In May–June 2022, "Don't Blame Me" gained traction on the video-sharing app TikTok and entered several record charts. It appeared on the charts across various European countries, peaking within the top 50 in Norway (18), the Czech Republic (33), and Austria (49). In the wider English-speaking world, "Don't Blame Me" peaked at number 16 in Australia and at number 77 in the United Kingdom. On the Billboard Global 200 chart, the track peaked at number 118. The track was certified gold in several European countries including Norway, Greece, Poland, and Portugal.

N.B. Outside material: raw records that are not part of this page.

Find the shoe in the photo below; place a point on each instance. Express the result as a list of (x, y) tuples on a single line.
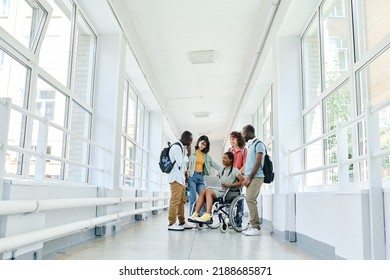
[(206, 218), (243, 232), (175, 227), (252, 232), (193, 217), (186, 226)]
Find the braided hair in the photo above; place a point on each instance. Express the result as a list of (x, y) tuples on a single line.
[(231, 157)]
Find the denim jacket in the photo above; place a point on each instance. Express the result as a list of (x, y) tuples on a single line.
[(208, 163)]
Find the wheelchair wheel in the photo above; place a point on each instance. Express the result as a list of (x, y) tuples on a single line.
[(239, 214), (214, 216), (223, 227)]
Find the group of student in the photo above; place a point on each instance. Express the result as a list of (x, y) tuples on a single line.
[(242, 167)]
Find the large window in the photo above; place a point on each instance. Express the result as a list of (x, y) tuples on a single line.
[(23, 20), (374, 90), (56, 44), (336, 36), (135, 135), (59, 97), (311, 62), (335, 90), (372, 24)]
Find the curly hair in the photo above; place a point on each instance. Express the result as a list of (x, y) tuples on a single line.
[(206, 139), (240, 139)]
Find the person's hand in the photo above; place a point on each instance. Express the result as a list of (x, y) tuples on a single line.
[(246, 182)]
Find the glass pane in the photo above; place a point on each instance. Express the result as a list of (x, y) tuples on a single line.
[(311, 63), (13, 163), (131, 113), (56, 44), (374, 85), (372, 23), (146, 130), (337, 107), (144, 170), (384, 126), (125, 98), (130, 150), (80, 120), (140, 122), (13, 76), (267, 104), (53, 169), (138, 167), (55, 142), (16, 131), (78, 152), (85, 55), (76, 173), (260, 121), (336, 36), (50, 103), (22, 19), (314, 178), (312, 124)]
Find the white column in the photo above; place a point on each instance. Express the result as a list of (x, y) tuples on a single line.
[(377, 227), (108, 106), (287, 112), (5, 111)]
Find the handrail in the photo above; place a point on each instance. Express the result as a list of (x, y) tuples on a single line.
[(10, 207), (320, 168)]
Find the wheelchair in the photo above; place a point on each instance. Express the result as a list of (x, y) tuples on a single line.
[(228, 210)]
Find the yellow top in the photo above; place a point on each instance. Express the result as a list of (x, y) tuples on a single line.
[(199, 161)]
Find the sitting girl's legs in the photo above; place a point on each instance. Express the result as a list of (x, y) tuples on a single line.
[(208, 195)]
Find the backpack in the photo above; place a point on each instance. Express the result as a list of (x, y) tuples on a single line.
[(268, 167), (165, 162)]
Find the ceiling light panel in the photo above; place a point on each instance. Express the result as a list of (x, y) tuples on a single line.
[(200, 57)]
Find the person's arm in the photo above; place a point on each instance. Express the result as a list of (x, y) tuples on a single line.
[(244, 160), (235, 184), (177, 155)]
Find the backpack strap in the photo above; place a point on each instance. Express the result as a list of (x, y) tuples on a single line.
[(265, 147)]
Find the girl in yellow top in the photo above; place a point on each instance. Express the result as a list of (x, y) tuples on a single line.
[(200, 164)]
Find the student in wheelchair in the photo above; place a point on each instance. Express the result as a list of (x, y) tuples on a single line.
[(230, 178)]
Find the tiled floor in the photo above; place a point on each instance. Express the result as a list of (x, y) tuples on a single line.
[(150, 240)]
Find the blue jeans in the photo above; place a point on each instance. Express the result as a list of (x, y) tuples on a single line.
[(195, 185)]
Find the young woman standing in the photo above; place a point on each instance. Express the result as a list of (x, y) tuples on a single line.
[(200, 164)]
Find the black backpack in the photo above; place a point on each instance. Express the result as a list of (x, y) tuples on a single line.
[(268, 167), (165, 163)]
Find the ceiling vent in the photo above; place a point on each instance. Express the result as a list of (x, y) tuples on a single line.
[(199, 57), (201, 114)]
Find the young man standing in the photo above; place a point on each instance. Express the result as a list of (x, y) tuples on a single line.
[(179, 154), (254, 177)]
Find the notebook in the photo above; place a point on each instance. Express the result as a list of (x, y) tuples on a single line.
[(212, 182)]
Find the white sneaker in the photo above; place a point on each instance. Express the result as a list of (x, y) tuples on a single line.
[(243, 232), (186, 226), (252, 232), (175, 227)]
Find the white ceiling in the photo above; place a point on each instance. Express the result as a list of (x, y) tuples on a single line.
[(169, 29)]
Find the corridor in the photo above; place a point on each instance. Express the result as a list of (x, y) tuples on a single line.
[(150, 240)]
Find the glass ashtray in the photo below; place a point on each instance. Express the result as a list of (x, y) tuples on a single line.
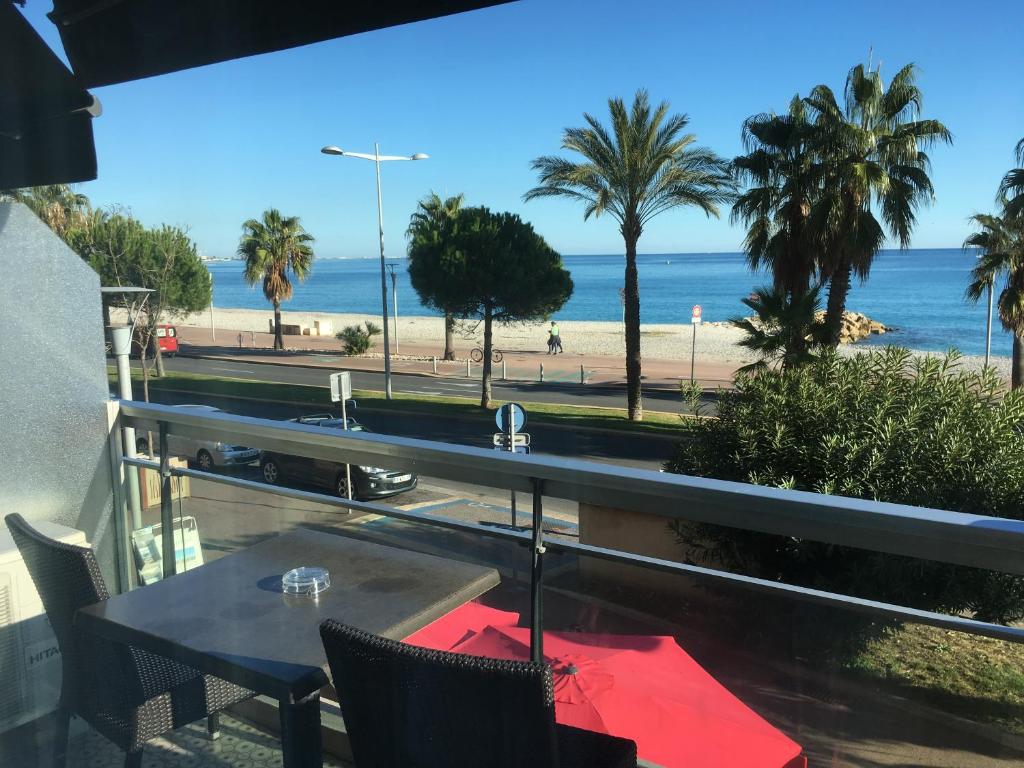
[(308, 580)]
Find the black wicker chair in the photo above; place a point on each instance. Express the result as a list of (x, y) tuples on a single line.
[(407, 707), (127, 694)]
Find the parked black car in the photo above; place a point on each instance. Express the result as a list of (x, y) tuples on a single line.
[(368, 482)]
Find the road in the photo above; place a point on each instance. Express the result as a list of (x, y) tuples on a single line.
[(458, 500), (664, 400)]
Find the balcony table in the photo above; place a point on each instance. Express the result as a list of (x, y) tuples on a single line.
[(229, 617)]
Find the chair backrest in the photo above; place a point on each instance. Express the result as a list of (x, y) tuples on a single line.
[(407, 707), (67, 578)]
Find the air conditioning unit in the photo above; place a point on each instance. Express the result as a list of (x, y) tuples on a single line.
[(30, 659)]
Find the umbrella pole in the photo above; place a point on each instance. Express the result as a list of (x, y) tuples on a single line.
[(537, 578)]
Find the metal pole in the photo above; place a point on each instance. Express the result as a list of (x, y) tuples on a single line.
[(394, 303), (693, 351), (166, 505), (988, 326), (380, 221), (121, 344), (537, 578), (348, 468), (510, 431), (213, 330)]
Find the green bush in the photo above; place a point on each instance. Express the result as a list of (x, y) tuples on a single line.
[(357, 339), (880, 425)]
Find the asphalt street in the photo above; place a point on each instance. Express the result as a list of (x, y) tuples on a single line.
[(567, 394)]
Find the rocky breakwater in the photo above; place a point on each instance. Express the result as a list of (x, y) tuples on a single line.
[(857, 326)]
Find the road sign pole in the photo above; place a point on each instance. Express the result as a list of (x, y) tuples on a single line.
[(695, 317), (341, 390), (693, 352), (348, 468), (511, 434)]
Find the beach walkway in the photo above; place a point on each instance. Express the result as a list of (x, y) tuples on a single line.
[(416, 357)]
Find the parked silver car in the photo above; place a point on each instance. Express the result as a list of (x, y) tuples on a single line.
[(205, 454)]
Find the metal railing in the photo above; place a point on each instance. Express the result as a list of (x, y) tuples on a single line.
[(976, 541)]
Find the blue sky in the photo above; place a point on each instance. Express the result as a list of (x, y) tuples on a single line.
[(485, 92)]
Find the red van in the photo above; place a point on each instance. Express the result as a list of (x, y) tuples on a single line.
[(166, 336)]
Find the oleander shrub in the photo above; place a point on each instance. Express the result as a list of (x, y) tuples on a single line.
[(882, 425), (357, 339)]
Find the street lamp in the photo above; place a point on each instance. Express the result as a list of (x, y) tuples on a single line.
[(378, 159), (988, 323), (394, 300)]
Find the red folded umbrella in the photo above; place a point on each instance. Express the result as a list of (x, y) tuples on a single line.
[(645, 688), (461, 624)]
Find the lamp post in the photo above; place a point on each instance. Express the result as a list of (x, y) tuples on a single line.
[(377, 158), (394, 300), (213, 330), (988, 326), (988, 322)]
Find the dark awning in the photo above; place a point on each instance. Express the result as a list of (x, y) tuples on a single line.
[(45, 131), (112, 41)]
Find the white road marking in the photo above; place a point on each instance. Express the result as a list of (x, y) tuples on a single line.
[(233, 370)]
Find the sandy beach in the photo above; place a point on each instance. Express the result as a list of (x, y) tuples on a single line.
[(716, 342)]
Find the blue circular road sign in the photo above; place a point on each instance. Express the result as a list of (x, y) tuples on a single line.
[(510, 413)]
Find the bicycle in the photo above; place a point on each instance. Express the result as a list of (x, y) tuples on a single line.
[(477, 355)]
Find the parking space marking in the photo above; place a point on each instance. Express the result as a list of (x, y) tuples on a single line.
[(446, 502)]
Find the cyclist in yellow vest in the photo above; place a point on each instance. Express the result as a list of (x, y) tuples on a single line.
[(554, 340)]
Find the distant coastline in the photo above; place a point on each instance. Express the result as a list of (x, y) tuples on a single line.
[(919, 292), (716, 343)]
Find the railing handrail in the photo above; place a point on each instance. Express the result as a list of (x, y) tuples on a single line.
[(956, 538)]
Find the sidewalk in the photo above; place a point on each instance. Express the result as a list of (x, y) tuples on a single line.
[(519, 365)]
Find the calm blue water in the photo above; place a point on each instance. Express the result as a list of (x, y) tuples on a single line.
[(921, 292)]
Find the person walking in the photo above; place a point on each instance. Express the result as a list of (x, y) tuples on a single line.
[(555, 340)]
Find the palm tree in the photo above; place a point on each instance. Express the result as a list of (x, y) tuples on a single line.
[(60, 208), (1013, 186), (642, 166), (1000, 240), (784, 330), (873, 152), (431, 254), (783, 179), (272, 248)]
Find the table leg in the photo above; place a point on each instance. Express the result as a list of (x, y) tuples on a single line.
[(300, 735)]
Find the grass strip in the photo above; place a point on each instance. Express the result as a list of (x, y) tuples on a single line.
[(545, 413), (977, 678)]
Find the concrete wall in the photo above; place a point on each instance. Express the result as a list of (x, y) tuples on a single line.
[(639, 534), (54, 463)]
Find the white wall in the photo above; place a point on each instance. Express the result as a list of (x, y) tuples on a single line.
[(54, 462)]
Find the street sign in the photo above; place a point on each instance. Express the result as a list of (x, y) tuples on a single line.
[(520, 438), (510, 416), (341, 386), (516, 450)]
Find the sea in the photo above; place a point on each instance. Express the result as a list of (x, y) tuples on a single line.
[(920, 292)]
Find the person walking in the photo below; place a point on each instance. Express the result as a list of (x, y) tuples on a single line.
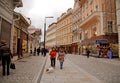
[(53, 57), (6, 57), (38, 51), (34, 51), (61, 55), (109, 53)]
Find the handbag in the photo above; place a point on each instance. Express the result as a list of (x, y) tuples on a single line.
[(12, 65)]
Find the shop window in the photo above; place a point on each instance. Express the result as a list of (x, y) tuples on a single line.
[(110, 26)]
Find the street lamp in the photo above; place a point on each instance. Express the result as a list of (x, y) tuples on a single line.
[(45, 28)]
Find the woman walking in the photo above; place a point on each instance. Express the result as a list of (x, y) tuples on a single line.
[(53, 57), (61, 56)]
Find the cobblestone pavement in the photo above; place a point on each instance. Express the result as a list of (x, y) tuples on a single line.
[(70, 73), (107, 70), (27, 70)]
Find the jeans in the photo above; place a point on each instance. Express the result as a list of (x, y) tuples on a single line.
[(53, 60), (61, 65), (5, 61)]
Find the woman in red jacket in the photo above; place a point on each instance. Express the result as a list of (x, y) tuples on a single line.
[(53, 57)]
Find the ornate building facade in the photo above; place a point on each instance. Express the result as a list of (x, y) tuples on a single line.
[(20, 34), (63, 31), (98, 25), (6, 20), (118, 21)]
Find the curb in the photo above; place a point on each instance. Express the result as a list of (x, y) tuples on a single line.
[(39, 76)]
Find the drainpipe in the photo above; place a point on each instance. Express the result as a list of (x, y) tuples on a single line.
[(12, 29), (118, 22)]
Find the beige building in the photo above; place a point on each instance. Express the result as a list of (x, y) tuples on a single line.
[(63, 31), (98, 25), (50, 36), (6, 20), (118, 21)]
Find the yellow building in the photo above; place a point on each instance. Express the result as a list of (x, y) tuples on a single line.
[(98, 25), (50, 36), (118, 21), (63, 31), (76, 32), (20, 34)]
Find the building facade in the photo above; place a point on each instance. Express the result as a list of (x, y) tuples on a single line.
[(20, 34), (98, 25), (50, 36), (76, 32), (118, 21), (63, 31)]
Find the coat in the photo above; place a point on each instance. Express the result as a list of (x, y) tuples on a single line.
[(52, 54), (61, 56)]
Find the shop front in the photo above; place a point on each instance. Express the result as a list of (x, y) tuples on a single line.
[(101, 42)]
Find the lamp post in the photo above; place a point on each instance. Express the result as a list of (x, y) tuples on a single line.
[(45, 28)]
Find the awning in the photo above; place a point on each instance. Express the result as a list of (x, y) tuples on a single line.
[(101, 41)]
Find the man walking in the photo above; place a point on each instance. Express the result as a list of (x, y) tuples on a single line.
[(6, 57)]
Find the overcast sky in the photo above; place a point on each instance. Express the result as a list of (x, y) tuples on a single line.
[(37, 10)]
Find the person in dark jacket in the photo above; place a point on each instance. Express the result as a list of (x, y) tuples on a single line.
[(88, 53), (38, 51), (6, 57)]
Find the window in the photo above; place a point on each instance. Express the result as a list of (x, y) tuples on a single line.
[(80, 36), (110, 26), (96, 7)]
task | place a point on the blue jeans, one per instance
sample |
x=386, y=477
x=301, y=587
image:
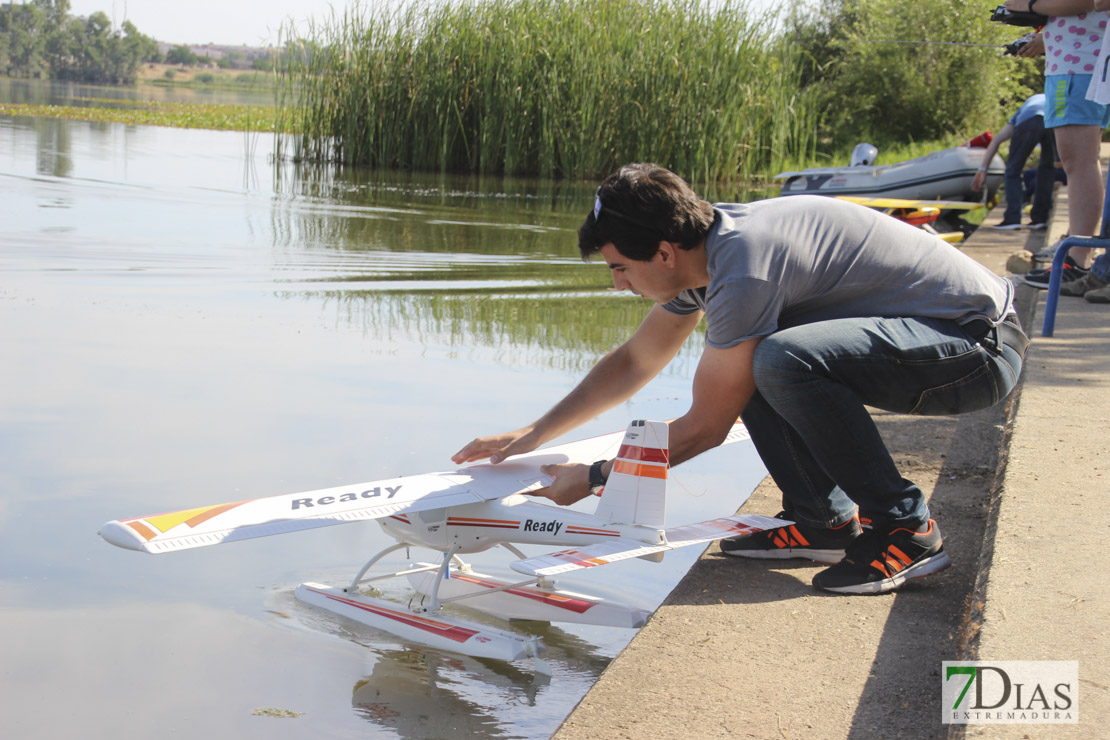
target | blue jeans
x=1025, y=139
x=809, y=423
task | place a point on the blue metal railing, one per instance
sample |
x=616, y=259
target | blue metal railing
x=1056, y=275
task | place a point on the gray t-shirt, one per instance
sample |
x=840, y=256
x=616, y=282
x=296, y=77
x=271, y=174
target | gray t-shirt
x=790, y=261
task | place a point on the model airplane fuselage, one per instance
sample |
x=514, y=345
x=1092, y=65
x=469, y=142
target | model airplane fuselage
x=467, y=510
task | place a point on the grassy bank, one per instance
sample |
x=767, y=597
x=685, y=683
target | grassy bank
x=548, y=88
x=185, y=115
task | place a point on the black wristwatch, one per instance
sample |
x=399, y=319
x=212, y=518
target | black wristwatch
x=596, y=479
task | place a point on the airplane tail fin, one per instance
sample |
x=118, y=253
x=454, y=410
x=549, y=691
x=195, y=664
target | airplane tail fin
x=636, y=490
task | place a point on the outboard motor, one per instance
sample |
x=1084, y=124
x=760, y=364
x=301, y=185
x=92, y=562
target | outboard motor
x=864, y=154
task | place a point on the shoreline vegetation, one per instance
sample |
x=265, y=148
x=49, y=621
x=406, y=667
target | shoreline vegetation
x=220, y=117
x=563, y=89
x=571, y=89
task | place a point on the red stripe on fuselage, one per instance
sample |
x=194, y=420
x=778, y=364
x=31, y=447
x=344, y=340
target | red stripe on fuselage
x=578, y=606
x=586, y=530
x=443, y=629
x=496, y=524
x=643, y=454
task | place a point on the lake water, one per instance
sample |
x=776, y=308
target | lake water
x=183, y=323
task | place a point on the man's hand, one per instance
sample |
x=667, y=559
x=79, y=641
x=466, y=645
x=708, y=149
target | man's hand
x=497, y=447
x=571, y=484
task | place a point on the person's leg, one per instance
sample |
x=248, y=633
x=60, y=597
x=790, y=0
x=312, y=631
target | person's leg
x=1046, y=175
x=1021, y=145
x=1079, y=151
x=818, y=377
x=809, y=496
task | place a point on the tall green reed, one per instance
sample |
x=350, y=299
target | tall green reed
x=551, y=88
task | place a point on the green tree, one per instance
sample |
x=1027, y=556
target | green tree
x=180, y=54
x=23, y=27
x=889, y=71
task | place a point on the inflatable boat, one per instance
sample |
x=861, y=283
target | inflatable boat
x=939, y=175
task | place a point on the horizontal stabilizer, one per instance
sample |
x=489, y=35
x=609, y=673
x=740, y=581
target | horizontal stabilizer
x=623, y=549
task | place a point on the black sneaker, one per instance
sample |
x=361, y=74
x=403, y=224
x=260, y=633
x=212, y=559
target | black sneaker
x=794, y=540
x=1040, y=277
x=878, y=563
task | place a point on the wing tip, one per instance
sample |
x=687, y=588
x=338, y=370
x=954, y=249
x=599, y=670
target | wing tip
x=119, y=534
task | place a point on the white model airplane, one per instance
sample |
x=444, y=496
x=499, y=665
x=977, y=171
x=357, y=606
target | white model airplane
x=471, y=509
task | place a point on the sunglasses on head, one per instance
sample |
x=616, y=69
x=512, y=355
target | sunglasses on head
x=598, y=209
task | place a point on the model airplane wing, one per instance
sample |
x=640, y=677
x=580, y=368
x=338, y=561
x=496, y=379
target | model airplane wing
x=623, y=549
x=275, y=515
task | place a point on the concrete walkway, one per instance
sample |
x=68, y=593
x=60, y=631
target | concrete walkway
x=749, y=649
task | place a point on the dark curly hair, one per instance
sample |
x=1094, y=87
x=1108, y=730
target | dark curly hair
x=638, y=206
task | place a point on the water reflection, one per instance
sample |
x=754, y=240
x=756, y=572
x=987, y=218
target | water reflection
x=187, y=323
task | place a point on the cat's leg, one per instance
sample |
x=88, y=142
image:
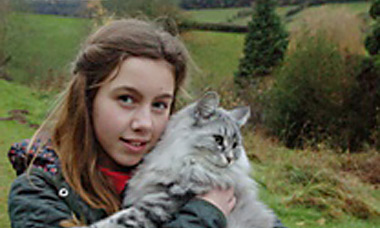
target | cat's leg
x=149, y=212
x=249, y=212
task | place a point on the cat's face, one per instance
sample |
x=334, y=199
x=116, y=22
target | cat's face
x=217, y=131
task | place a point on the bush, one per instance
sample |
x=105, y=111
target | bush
x=326, y=90
x=310, y=99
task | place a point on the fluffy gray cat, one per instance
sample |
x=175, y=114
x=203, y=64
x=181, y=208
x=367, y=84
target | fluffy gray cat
x=200, y=150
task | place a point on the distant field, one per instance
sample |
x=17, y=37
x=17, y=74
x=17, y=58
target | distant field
x=43, y=45
x=222, y=15
x=216, y=54
x=16, y=97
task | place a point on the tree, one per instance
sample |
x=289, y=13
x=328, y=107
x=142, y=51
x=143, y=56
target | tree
x=4, y=12
x=372, y=42
x=265, y=43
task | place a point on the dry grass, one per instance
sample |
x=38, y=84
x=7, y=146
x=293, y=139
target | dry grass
x=318, y=178
x=339, y=24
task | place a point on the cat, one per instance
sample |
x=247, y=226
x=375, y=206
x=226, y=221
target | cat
x=200, y=150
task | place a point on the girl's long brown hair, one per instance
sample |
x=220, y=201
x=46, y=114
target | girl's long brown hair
x=70, y=124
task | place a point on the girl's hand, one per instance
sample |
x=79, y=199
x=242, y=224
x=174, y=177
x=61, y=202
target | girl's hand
x=224, y=200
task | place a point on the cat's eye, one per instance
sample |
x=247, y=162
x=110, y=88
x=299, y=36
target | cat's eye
x=218, y=139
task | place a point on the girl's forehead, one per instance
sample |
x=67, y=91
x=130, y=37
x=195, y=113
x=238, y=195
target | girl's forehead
x=143, y=75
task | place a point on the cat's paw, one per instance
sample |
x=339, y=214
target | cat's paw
x=129, y=218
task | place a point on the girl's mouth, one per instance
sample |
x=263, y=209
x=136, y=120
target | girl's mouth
x=134, y=145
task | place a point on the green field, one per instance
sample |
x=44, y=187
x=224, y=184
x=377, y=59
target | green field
x=16, y=97
x=42, y=46
x=52, y=43
x=227, y=15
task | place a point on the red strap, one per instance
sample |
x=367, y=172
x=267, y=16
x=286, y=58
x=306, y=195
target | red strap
x=119, y=179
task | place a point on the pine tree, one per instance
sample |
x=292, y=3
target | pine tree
x=265, y=43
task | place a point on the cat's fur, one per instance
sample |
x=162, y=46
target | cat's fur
x=200, y=150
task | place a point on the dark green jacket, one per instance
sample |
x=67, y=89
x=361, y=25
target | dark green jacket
x=44, y=199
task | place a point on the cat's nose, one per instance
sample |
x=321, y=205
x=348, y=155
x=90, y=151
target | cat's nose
x=229, y=158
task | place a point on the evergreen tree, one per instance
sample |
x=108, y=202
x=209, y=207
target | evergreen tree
x=372, y=42
x=265, y=43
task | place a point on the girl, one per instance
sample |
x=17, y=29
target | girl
x=123, y=90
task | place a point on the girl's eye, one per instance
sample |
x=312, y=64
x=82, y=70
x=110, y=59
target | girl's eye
x=160, y=105
x=218, y=139
x=126, y=99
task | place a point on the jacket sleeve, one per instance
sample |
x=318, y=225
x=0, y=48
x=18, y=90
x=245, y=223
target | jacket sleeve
x=198, y=214
x=34, y=203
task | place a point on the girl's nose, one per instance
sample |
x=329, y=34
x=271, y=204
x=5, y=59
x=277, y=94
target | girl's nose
x=142, y=120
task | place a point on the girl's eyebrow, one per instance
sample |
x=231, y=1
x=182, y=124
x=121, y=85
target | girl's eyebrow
x=133, y=90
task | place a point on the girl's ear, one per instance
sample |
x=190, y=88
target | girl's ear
x=241, y=115
x=207, y=105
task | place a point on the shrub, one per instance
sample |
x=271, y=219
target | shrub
x=309, y=101
x=326, y=91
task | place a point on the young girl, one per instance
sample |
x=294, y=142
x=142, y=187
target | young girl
x=123, y=90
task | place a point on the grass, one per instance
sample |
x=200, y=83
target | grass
x=18, y=97
x=227, y=15
x=216, y=54
x=42, y=46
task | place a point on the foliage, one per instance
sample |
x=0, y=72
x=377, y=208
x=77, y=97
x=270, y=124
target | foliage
x=320, y=96
x=144, y=8
x=372, y=42
x=203, y=4
x=265, y=43
x=4, y=13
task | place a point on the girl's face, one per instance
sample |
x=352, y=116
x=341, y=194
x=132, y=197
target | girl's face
x=131, y=111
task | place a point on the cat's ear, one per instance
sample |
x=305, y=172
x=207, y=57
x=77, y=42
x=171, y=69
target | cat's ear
x=241, y=115
x=207, y=105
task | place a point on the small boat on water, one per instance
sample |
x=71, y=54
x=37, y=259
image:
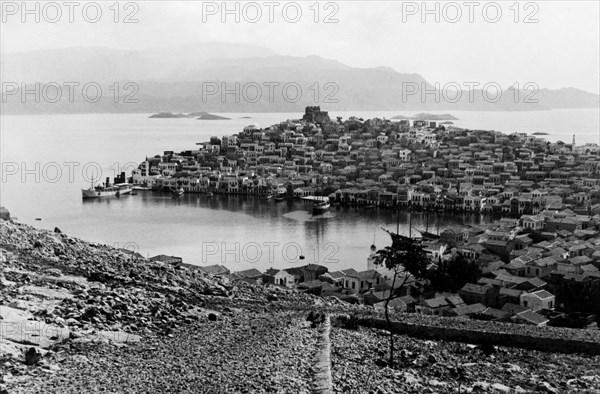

In New Zealand it was certified platinum, in the United Kingdom double platinum, while in Australia, it was certified five-times platinum. Rolling Stone noted that, despite never charting on the Billboard Hot 100, "Don't Blame Me" has amassed over a billion streams on Spotify.

==Critical reception==
"Don't Blame Me" received mostly positive reviews from critics. Melendez opined that "Don't Blame Me" was the song that represented Reputation, praising the production and lyrics. Pitchforks Jamieson Cox called the song a "glittering [monster] held together by Swift's presence at their center". Writing for PopMatters, Evan Sawdy deemed the track a highlight on the album. In other reviews, Petridis, McCormick, and Ellen Peirson-Hagger from Under the Radar picked it as an album highlight. Peirson-Hagger noticed its "warming, singalong, confessional style intriguingly dark", while McCormick highlighted its "pithy observations, insidious melodies and intimately conversational vocals".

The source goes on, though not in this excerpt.